Paul Emond, Dracula toujours vivant

Le lac et la prison

Paul EMOND, Il y a des anges qui dansent sur le lac, Lansman, 2009
Paul EMOND, Dracula toujours vivant, d’après Bram Stoker, Le Cri, 2009

emond il y a des anges qui dansent sur le lacDeux pièces de Paul Emond sont montées et publiées cet automne, dans des optiques très différentes. La première répond à la demande de « Théâtre en liberté » souhaitant s’affronter au mythe de Dracula : sujet délicat vu l’omniprésence du vampire, entre autres au cinéma ; et sujet qui a priori pourrait paraître étranger à l’univers de Paul Emond. Mais celui-ci est aussi un grand et fin lecteur ; il a donc choisi – comme il l’avait déjà fait pour Tristan et Yseut – de revenir au texte initial, le roman de Bram Stoker, et d’en redécouvrir la force.

Dracula n’est jamais représenté ; Emond met en évidence l’effet que produit l’être d’épouvante sur cinq des personnages de Stoker, enfermés dans une cellule, image de la prison mentale et psychologique qui est la leur. Cinq personnages qui génèrent chacun leur propre image de cette figure de l’innommable. Van Helsing la perçoit en termes religieux et moraux (le bien et le mal) et s’oppose en cela à son élève Seward qui doute même de la véracité de leur vision du monstre et pense la situation en termes de troubles psychologiques et d’hallucinations : n’ont-ils pas été victimes d’illusions, formées par leurs idées forgées par les lectures antérieures et les croyances ? Mina, la jeune femme victime du comte, oscille sans cesse entre son attirance pour l’être de la nuit en exprimant crûment son désir, et son envie de guérir de cette hantise et de vivre une vie sage avec son mari, Harker. Celui-ci n’a-t-il pas cédé aux attraits vénéneux de l’entourage du comte, et que vaut alors son propos… ? Et Renfield, le fou, se met au service de Dracula et l’appelle, avant de faire l’expérience de la déception ; touchant aux limites de sa folie, il se suicide. La pièce laisse l’ambiguïté ouverte. Elle se termine sur le malaise de Mina (entre-t-elle dans le coma ou part-elle rejoindre Dracula ?) ; Seward réagit en médecin, Van Helsing sort son crucifix et en appelle au Dieu tout-puissant.

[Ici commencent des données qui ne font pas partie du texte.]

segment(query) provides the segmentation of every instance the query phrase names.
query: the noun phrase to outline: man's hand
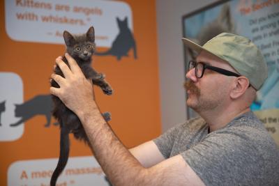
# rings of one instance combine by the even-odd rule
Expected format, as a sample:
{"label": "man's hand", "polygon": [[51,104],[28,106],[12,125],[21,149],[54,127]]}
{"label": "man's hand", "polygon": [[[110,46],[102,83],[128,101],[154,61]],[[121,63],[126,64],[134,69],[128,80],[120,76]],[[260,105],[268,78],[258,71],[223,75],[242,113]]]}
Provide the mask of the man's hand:
{"label": "man's hand", "polygon": [[50,87],[50,93],[59,98],[68,109],[79,116],[83,111],[96,107],[92,82],[85,78],[75,59],[68,54],[66,54],[65,56],[70,69],[62,61],[61,56],[56,59],[56,63],[65,78],[52,74],[51,78],[59,85],[60,88]]}

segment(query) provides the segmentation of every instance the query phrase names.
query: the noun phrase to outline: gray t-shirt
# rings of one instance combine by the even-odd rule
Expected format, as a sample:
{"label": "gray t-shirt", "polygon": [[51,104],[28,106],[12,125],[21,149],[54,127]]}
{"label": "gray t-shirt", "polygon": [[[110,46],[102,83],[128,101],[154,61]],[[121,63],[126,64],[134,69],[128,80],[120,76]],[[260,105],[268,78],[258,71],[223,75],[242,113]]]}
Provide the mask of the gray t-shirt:
{"label": "gray t-shirt", "polygon": [[210,133],[191,119],[154,142],[165,158],[181,155],[206,185],[279,185],[279,148],[252,111]]}

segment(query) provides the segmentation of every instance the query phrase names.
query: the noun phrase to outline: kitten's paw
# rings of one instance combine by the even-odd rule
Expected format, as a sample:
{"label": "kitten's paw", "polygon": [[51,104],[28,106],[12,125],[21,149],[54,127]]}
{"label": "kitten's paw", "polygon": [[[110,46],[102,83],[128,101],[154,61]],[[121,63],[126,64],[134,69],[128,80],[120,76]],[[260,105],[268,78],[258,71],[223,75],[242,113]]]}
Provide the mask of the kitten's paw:
{"label": "kitten's paw", "polygon": [[96,77],[96,79],[104,79],[105,77],[105,75],[104,74],[100,73]]}
{"label": "kitten's paw", "polygon": [[103,88],[103,91],[104,92],[105,94],[106,95],[112,95],[112,89],[110,87],[106,87],[105,88]]}
{"label": "kitten's paw", "polygon": [[110,120],[112,120],[112,117],[111,117],[111,114],[110,112],[106,111],[105,113],[102,114],[103,117],[104,117],[104,119],[105,120],[105,121],[109,121]]}
{"label": "kitten's paw", "polygon": [[106,95],[112,95],[113,92],[112,88],[109,85],[102,87],[102,90]]}

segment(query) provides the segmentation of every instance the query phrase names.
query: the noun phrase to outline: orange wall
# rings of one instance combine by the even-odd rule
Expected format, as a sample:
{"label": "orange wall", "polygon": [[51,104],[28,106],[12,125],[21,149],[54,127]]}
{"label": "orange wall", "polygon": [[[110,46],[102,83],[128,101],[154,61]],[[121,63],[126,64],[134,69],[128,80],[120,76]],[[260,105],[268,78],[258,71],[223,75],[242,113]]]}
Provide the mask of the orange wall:
{"label": "orange wall", "polygon": [[[95,56],[93,67],[106,75],[114,90],[113,95],[107,96],[95,88],[97,102],[103,111],[112,114],[110,124],[130,148],[159,135],[161,127],[156,1],[124,1],[132,10],[138,58],[133,59],[133,51],[120,62],[114,56]],[[0,3],[0,72],[13,72],[21,77],[24,102],[39,94],[48,94],[54,59],[63,54],[65,47],[12,40],[5,29],[3,1]],[[53,125],[45,127],[45,116],[36,116],[24,123],[21,138],[0,141],[0,185],[6,185],[8,168],[15,161],[58,157],[59,128]],[[70,156],[91,155],[89,147],[72,137],[70,139]]]}

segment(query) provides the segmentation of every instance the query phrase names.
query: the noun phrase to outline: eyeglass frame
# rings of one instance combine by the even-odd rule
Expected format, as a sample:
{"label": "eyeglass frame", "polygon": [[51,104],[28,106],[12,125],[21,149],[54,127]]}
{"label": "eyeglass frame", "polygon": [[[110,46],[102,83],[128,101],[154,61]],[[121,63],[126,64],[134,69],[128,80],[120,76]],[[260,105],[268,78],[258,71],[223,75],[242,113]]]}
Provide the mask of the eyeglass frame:
{"label": "eyeglass frame", "polygon": [[[190,70],[192,70],[193,68],[190,69],[190,63],[195,63],[195,65],[193,68],[195,68],[195,76],[198,78],[200,79],[204,76],[204,70],[207,68],[209,70],[211,70],[214,72],[218,72],[220,74],[224,75],[227,75],[227,76],[235,76],[235,77],[241,77],[241,75],[236,74],[234,72],[223,69],[223,68],[218,68],[218,67],[215,67],[215,66],[211,66],[210,65],[208,65],[206,63],[205,63],[204,62],[197,62],[194,60],[190,60],[188,63],[188,71],[189,72]],[[202,64],[202,75],[201,76],[199,77],[197,77],[197,68],[196,68],[197,64]]]}

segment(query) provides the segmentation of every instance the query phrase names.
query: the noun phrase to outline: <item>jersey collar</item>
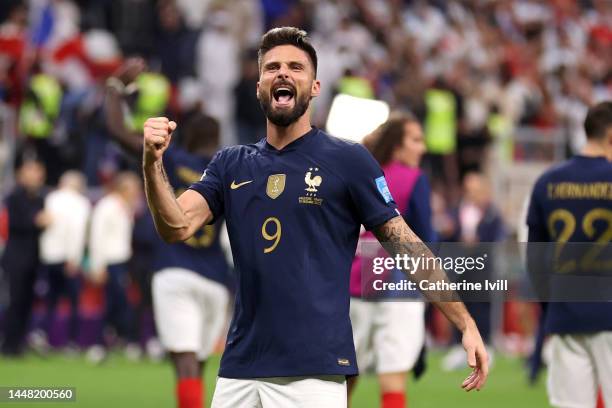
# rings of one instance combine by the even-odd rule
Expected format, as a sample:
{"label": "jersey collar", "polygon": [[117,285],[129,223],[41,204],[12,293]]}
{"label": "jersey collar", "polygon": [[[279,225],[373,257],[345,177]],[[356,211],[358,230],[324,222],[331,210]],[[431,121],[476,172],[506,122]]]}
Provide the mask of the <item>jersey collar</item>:
{"label": "jersey collar", "polygon": [[262,140],[263,141],[263,148],[266,151],[277,153],[277,154],[284,153],[284,152],[290,152],[290,151],[295,150],[298,147],[304,145],[306,142],[308,142],[310,139],[312,139],[313,136],[318,131],[319,130],[316,127],[311,126],[311,129],[308,132],[306,132],[302,136],[298,137],[293,142],[289,143],[287,146],[283,147],[280,150],[278,150],[276,147],[274,147],[270,143],[268,143],[266,138],[263,138],[263,140]]}

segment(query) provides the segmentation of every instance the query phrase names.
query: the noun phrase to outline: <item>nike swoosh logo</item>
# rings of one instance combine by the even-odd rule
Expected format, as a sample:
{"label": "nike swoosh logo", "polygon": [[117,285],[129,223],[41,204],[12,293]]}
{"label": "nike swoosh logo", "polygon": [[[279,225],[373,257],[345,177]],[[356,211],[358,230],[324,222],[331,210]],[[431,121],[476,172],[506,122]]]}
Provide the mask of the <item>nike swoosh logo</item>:
{"label": "nike swoosh logo", "polygon": [[235,190],[237,188],[240,188],[240,187],[244,186],[245,184],[249,184],[249,183],[252,183],[252,182],[253,182],[253,180],[249,180],[249,181],[243,181],[242,183],[236,184],[236,180],[234,180],[234,181],[232,181],[232,184],[230,185],[230,188],[232,190]]}

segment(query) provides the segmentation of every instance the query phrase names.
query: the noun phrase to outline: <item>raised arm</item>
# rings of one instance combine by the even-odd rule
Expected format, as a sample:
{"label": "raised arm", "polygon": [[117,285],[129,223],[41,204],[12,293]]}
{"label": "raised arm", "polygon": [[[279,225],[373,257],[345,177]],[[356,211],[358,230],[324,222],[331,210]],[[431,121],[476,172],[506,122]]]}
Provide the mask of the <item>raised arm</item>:
{"label": "raised arm", "polygon": [[[400,216],[394,217],[386,223],[374,228],[374,234],[391,256],[407,255],[409,257],[433,257],[433,254],[419,237],[410,229],[404,219]],[[441,269],[421,268],[415,273],[407,274],[414,282],[429,280],[430,282],[448,281],[446,273]],[[424,293],[427,297],[430,293]],[[441,294],[437,292],[437,294]],[[454,294],[442,293],[442,299],[453,299]],[[444,302],[440,297],[429,299],[440,311],[463,333],[463,347],[467,352],[468,365],[473,369],[472,373],[461,385],[466,391],[476,388],[480,390],[488,376],[488,356],[480,337],[474,319],[470,316],[463,302]]]}
{"label": "raised arm", "polygon": [[176,123],[168,118],[150,118],[144,124],[143,174],[147,204],[159,235],[167,242],[189,239],[212,219],[208,203],[199,193],[187,190],[178,197],[174,191],[162,157]]}

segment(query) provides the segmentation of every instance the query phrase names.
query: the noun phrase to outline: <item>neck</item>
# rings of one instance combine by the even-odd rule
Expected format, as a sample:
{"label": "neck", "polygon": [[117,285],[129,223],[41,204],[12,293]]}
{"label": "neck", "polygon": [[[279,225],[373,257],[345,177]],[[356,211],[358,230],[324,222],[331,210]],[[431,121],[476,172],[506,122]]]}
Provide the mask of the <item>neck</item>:
{"label": "neck", "polygon": [[266,140],[275,149],[281,150],[289,143],[308,133],[310,128],[310,108],[308,108],[297,121],[287,127],[276,126],[268,120],[266,122]]}
{"label": "neck", "polygon": [[587,141],[586,145],[584,145],[580,151],[580,154],[586,157],[605,157],[609,161],[612,161],[612,153],[607,152],[601,143],[593,140]]}

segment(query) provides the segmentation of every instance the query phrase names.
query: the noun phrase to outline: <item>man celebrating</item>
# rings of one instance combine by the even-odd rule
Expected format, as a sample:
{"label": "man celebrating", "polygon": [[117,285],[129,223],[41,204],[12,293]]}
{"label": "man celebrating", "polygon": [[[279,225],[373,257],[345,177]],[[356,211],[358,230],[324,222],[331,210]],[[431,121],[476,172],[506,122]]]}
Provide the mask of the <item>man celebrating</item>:
{"label": "man celebrating", "polygon": [[[238,283],[213,407],[342,407],[345,378],[358,373],[349,274],[360,225],[391,242],[394,253],[411,255],[409,244],[420,240],[365,148],[311,127],[310,100],[320,83],[306,33],[270,30],[258,62],[266,138],[217,153],[202,179],[175,198],[162,157],[176,123],[149,119],[147,199],[167,241],[188,239],[221,215],[227,221]],[[480,389],[487,355],[474,321],[460,302],[437,306],[463,332],[473,368],[463,387]]]}

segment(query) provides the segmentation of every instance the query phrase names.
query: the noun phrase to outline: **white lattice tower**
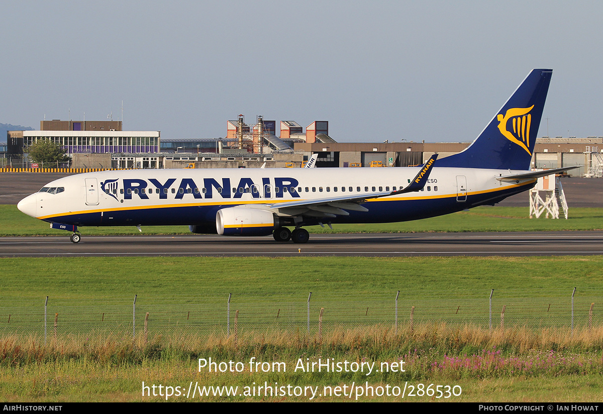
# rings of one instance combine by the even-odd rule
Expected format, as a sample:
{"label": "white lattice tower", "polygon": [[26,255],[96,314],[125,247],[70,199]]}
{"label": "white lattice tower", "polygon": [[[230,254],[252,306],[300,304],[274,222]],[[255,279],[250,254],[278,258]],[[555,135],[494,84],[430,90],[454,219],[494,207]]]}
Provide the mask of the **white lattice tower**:
{"label": "white lattice tower", "polygon": [[537,218],[542,213],[548,218],[558,218],[560,213],[567,218],[567,202],[561,180],[554,174],[538,179],[536,186],[529,191],[529,218]]}

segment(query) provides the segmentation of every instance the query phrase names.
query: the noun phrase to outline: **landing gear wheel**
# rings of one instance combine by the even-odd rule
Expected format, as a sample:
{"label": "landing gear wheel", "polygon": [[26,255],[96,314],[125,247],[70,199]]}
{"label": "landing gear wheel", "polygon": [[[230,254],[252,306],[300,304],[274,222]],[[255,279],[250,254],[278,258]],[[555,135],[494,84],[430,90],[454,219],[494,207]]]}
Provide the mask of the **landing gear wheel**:
{"label": "landing gear wheel", "polygon": [[291,232],[286,227],[279,227],[272,234],[272,237],[277,241],[289,241]]}
{"label": "landing gear wheel", "polygon": [[305,229],[295,229],[291,232],[291,240],[294,243],[307,243],[310,240],[310,234]]}

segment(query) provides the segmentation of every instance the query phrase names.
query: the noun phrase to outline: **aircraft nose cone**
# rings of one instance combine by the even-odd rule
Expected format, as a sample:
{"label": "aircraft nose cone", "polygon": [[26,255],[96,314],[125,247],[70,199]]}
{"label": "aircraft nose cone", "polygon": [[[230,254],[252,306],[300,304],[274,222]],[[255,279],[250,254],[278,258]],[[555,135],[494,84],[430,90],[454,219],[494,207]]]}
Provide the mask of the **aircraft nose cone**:
{"label": "aircraft nose cone", "polygon": [[28,196],[17,205],[18,208],[22,212],[31,215],[32,217],[36,217],[36,195],[31,194]]}

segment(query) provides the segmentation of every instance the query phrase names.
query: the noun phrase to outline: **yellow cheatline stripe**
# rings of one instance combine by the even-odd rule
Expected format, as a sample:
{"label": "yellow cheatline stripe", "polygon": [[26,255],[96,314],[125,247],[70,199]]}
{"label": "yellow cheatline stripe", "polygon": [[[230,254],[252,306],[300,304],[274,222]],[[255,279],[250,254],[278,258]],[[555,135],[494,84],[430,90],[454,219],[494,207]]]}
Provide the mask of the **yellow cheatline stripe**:
{"label": "yellow cheatline stripe", "polygon": [[225,229],[235,229],[235,228],[239,228],[240,227],[242,227],[242,228],[250,228],[250,227],[273,227],[274,226],[274,224],[268,225],[268,224],[262,224],[262,223],[260,223],[260,224],[250,225],[250,224],[247,224],[246,223],[242,223],[241,225],[228,225],[224,226],[224,228]]}
{"label": "yellow cheatline stripe", "polygon": [[[528,184],[532,183],[536,180],[536,179],[533,180],[530,180],[529,181],[526,182],[525,183],[522,183],[521,184],[512,184],[511,185],[505,185],[504,186],[500,187],[499,188],[491,188],[489,189],[482,190],[481,191],[470,191],[466,193],[462,193],[463,196],[473,196],[476,194],[487,194],[488,193],[497,193],[503,190],[508,189],[510,188],[513,188],[516,187],[520,187]],[[188,194],[188,193],[187,193]],[[377,201],[409,201],[409,200],[432,200],[435,199],[446,199],[446,198],[455,198],[458,196],[456,193],[454,194],[442,194],[437,196],[426,196],[423,197],[395,197],[395,198],[378,198],[378,199],[367,199],[367,202],[373,202]],[[298,201],[304,201],[304,199],[300,199]],[[186,203],[183,204],[159,204],[154,205],[152,206],[134,206],[132,207],[125,207],[125,208],[106,208],[106,209],[97,209],[93,210],[80,210],[78,211],[69,211],[64,213],[60,213],[59,214],[51,214],[49,215],[41,215],[36,218],[39,218],[40,220],[44,220],[45,218],[52,218],[53,217],[62,217],[63,215],[72,215],[74,214],[90,214],[98,212],[110,212],[112,211],[128,211],[131,210],[147,210],[153,209],[159,209],[159,208],[182,208],[182,207],[207,207],[209,206],[219,206],[219,205],[248,205],[250,204],[253,205],[262,205],[262,204],[275,204],[277,203],[288,203],[291,201],[295,201],[292,200],[256,200],[248,201],[244,203],[241,202],[241,201],[226,201],[221,200],[219,201],[212,202],[209,203]],[[344,201],[341,201],[339,202],[344,202]],[[338,202],[337,201],[333,201],[333,203]],[[303,206],[300,206],[302,207]],[[276,207],[278,208],[278,207]]]}
{"label": "yellow cheatline stripe", "polygon": [[[515,187],[520,187],[523,185],[526,185],[529,183],[532,183],[535,181],[534,180],[531,180],[529,182],[518,185],[506,185],[503,187],[496,189],[490,189],[487,190],[483,190],[481,191],[471,191],[467,193],[464,193],[463,195],[472,196],[475,194],[486,194],[488,193],[496,193],[498,191],[501,191],[503,190],[508,189],[509,188],[513,188]],[[367,202],[390,202],[390,201],[409,201],[409,200],[432,200],[435,199],[446,199],[446,198],[456,198],[457,194],[448,194],[437,196],[427,196],[423,197],[395,197],[395,198],[379,198],[379,199],[367,199]],[[303,201],[303,199],[301,199],[299,201]],[[80,210],[78,211],[69,211],[64,213],[60,213],[59,214],[51,214],[49,215],[42,215],[37,218],[40,220],[44,220],[46,218],[52,218],[53,217],[62,217],[64,215],[73,215],[75,214],[90,214],[98,212],[111,212],[113,211],[128,211],[134,210],[147,210],[153,209],[160,209],[160,208],[178,208],[182,207],[207,207],[210,206],[219,206],[219,205],[263,205],[263,204],[276,204],[277,203],[288,203],[290,202],[291,200],[257,200],[248,201],[244,203],[242,203],[241,201],[226,201],[224,200],[221,200],[219,201],[215,201],[209,203],[186,203],[181,204],[160,204],[154,205],[151,206],[134,206],[131,207],[125,207],[125,208],[106,208],[106,209],[90,209],[90,210]],[[333,202],[336,203],[338,202]],[[278,206],[276,206],[278,208]]]}

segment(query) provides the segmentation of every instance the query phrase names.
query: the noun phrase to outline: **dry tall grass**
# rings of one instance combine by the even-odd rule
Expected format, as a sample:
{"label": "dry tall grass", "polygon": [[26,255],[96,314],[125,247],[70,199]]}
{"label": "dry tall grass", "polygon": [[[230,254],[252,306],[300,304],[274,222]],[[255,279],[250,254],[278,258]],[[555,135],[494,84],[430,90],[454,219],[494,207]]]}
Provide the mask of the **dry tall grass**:
{"label": "dry tall grass", "polygon": [[208,352],[216,355],[262,355],[282,358],[300,352],[359,353],[379,358],[431,349],[448,354],[471,354],[496,349],[522,355],[535,350],[594,352],[603,349],[603,327],[592,330],[546,328],[487,329],[444,323],[415,325],[394,333],[392,327],[374,326],[335,329],[318,334],[295,331],[247,331],[234,336],[157,336],[145,343],[142,335],[131,337],[74,336],[49,339],[11,335],[0,338],[0,364],[20,365],[32,362],[84,358],[99,362],[138,363],[144,360],[189,360]]}

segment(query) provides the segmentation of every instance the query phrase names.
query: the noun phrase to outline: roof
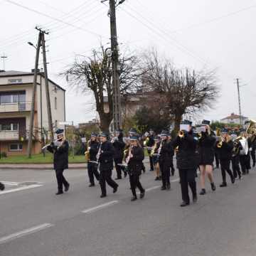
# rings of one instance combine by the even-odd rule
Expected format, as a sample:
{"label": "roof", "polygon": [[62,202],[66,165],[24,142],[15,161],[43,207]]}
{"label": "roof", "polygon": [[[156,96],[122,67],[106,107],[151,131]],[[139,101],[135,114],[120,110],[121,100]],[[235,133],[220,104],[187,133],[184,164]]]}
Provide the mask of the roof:
{"label": "roof", "polygon": [[[223,118],[221,120],[224,120],[224,119],[239,119],[240,117],[240,116],[239,114],[235,114],[234,113],[232,113],[230,116],[227,117],[225,117],[225,118]],[[242,118],[248,118],[247,117],[243,117],[243,116],[241,116]]]}
{"label": "roof", "polygon": [[[25,76],[25,75],[33,75],[33,72],[23,72],[23,71],[17,71],[17,70],[0,70],[0,78],[8,78],[8,77],[16,77],[16,76]],[[38,75],[41,75],[44,78],[44,73],[39,72]],[[54,85],[56,85],[60,89],[61,89],[63,91],[65,91],[65,89],[63,89],[61,86],[56,84],[55,82],[53,82],[52,80],[48,78],[48,80],[52,82]]]}

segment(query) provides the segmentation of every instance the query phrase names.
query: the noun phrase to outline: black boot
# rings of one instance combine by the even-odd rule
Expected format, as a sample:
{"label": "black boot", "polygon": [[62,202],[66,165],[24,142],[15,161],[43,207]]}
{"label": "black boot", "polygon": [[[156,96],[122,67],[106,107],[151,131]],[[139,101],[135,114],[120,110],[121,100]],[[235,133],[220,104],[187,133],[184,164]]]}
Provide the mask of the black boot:
{"label": "black boot", "polygon": [[184,202],[183,201],[181,203],[181,207],[185,207],[185,206],[189,206],[189,203],[188,202]]}
{"label": "black boot", "polygon": [[211,186],[211,188],[212,188],[212,191],[215,191],[216,190],[216,186],[215,186],[214,182],[213,182],[213,183],[210,183],[210,186]]}
{"label": "black boot", "polygon": [[226,182],[223,182],[220,185],[220,188],[223,188],[223,187],[225,187],[227,186],[227,183]]}

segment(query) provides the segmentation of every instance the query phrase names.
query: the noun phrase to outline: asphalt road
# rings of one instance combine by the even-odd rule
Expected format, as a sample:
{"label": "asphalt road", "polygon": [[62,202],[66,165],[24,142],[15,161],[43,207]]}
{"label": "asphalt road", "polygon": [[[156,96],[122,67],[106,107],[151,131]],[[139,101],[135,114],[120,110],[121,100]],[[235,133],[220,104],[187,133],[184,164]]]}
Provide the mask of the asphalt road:
{"label": "asphalt road", "polygon": [[[215,192],[208,183],[206,195],[181,208],[177,176],[161,191],[147,171],[145,198],[131,202],[128,178],[101,199],[85,169],[67,170],[70,191],[57,196],[53,171],[1,169],[10,193],[0,193],[0,255],[255,256],[255,171]],[[218,186],[220,170],[214,174]]]}

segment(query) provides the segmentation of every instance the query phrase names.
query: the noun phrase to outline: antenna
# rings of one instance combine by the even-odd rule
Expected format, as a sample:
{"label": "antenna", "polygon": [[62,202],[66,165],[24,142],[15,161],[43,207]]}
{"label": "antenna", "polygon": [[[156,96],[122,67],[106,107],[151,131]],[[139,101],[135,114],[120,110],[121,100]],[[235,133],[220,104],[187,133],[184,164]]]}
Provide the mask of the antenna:
{"label": "antenna", "polygon": [[3,70],[5,70],[5,59],[7,58],[8,57],[3,53],[3,55],[1,56],[1,58],[3,60]]}

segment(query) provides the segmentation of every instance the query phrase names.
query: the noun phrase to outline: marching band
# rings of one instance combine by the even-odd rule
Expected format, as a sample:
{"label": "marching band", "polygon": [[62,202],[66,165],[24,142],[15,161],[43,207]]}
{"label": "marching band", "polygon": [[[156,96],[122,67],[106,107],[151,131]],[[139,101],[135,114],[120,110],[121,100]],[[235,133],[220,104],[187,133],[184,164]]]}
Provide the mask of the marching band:
{"label": "marching band", "polygon": [[[213,178],[213,162],[216,168],[219,164],[221,169],[222,183],[220,187],[226,187],[226,173],[231,183],[236,179],[242,179],[242,175],[249,174],[255,166],[256,122],[250,121],[246,130],[240,134],[227,129],[211,130],[210,121],[203,120],[197,127],[192,122],[183,120],[176,138],[172,139],[168,130],[163,130],[155,136],[151,129],[140,137],[134,128],[129,131],[129,137],[124,137],[123,131],[117,130],[112,138],[106,132],[100,135],[92,132],[87,142],[85,158],[90,187],[95,186],[95,178],[99,181],[101,198],[107,196],[106,182],[116,193],[118,184],[112,178],[114,163],[117,171],[116,179],[127,175],[129,178],[132,193],[132,201],[137,199],[136,189],[139,188],[140,198],[145,195],[145,189],[140,182],[142,172],[145,172],[143,164],[144,154],[149,157],[150,171],[155,171],[155,181],[161,181],[162,191],[171,188],[171,175],[174,176],[175,169],[173,157],[176,154],[176,166],[178,169],[181,188],[181,207],[191,203],[189,189],[192,193],[192,201],[198,200],[196,191],[197,170],[200,173],[200,195],[205,195],[206,178],[210,181],[213,191],[216,190]],[[54,154],[54,169],[58,181],[57,195],[68,191],[70,184],[63,176],[64,169],[68,168],[68,142],[65,139],[63,130],[57,131],[57,140],[48,145],[47,149]],[[230,169],[230,164],[232,169]],[[1,185],[1,184],[0,184]],[[4,189],[0,186],[0,189]]]}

La question centrale – et l’on est là bien au cœur de l’esthétique de Paul Emond – est celle des modalités de la perception du réel et de la véracité : « de ce qui se passe entre ce que l’on vit et ce que l’on imagine que l’on vit, beaucoup reste à découvrir ». Quel est le rapport du rêve au réel ? Ou « la frontière entre ce que l’on voit et ce que l’on croit voir est-elle toujours si étanche ? » D’autant que tout est peut-être déjà littérature : tant de vieux livres décrivent le vampire.

Il y a des anges qui dansent sur le lac, montée par la compagnie OC&CO de Strasbourg, s’inscrit plus directement dans les préoccupations esthétiques et thématiques d’Emond, dont elle représente une intéressante évolution. Dans une maison au bord du lac, Simon, vieux peintre et « misanthrope certifié », est à l’heure du bilan, entre le retour réel de sa fille, le retour rêvé de son père et l’arrivée imaginaire d’un fils jamais né. Les rancœurs s’expriment, les échecs sont ressassés. La réalité vacille, la frontière avec le rêve n’étant décidemment plus du tout étanche. C’est peut-être finalement cela qui sauve les personnages : ce que la réalité n’a pas rendu possible, le rêve le permet, dans un tourbillon étonnant qui abolit les distinctions et fait glisser personnages et objets d’un plan à l’autre. Comme ce qui se passe avec le ciré jaune du père, que Simon a également peint dans un de ses tableaux. Impossible de s’en revêtir pour aller en barque sur le lac, puisqu’il est dans le tableau. Pourtant à la fin, le peintre réconcilié avec son père, dans une dimension onirique, lui donne un ciré, mais le vrai est resté sur le pêcheur du tableau.

Ce tourbillon a pour effet que le lecteur ne sait pas toujours où il se situe, entre réel, rêvé, fictif, et cette indécision a quelque chose d’envoûtant. La cohérence s’établit autrement, par la reprise d’objets, d’expressions ressassées, entre ces différents niveaux. Emond crée aussi quelques très belles images dramatiques, comme cette mystérieuse tache noire sur le lac qui attire les personnages.